I need to know the experience of being a nurse back then. How much respect did nurses have? How is the technology different from now? Were there any specific restrictions or allowances? Thank you so much.

I was still in nursing school in a more rural area in 2000, but worked as a CNA during my summers in breaks in a large teaching hospital in the Chicago suburbs. We had computer based charting in the teaching hospital vs paper charting in the hospitals where I did my clinical rotations. So, I having more "hands on" experience as a CNA and learning on the computer system, I hated paper charting during clinicals.

We also had the Pyxis for all of our medications in the teaching hospital, not in the rural hospitals.

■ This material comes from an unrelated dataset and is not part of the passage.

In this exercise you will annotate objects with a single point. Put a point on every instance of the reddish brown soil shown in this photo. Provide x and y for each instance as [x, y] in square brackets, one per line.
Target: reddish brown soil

When I was hired after I graduated in 2003 (at the same teaching hospital I worked as an aide), I was able to work as a RN-P (RN Pending)...meaning I hadn't passed my NCLEX yet. I don't think you can do that anymore. Most of my preceptors either had their associates degree or were diploma nurses.

Specializes in Dialysis.

Back then, we were more focused on actual care, as others have stated. It was already changing, but the big focus on profits really hit right after the crash of 2008. Since then, my area has been awful!

Back in 2000 we worked as nurses....fast forward to 2019 I have to remind myself the the big H on the large medical facility is not representing the Hilton yet I will be expected to act more like a hostess and kiss my patients butt, AND save it, and the dietary staff work as cooks, not certified chefs, and once upon a time patients would joke about the mystery meat-now they send it back to be redone!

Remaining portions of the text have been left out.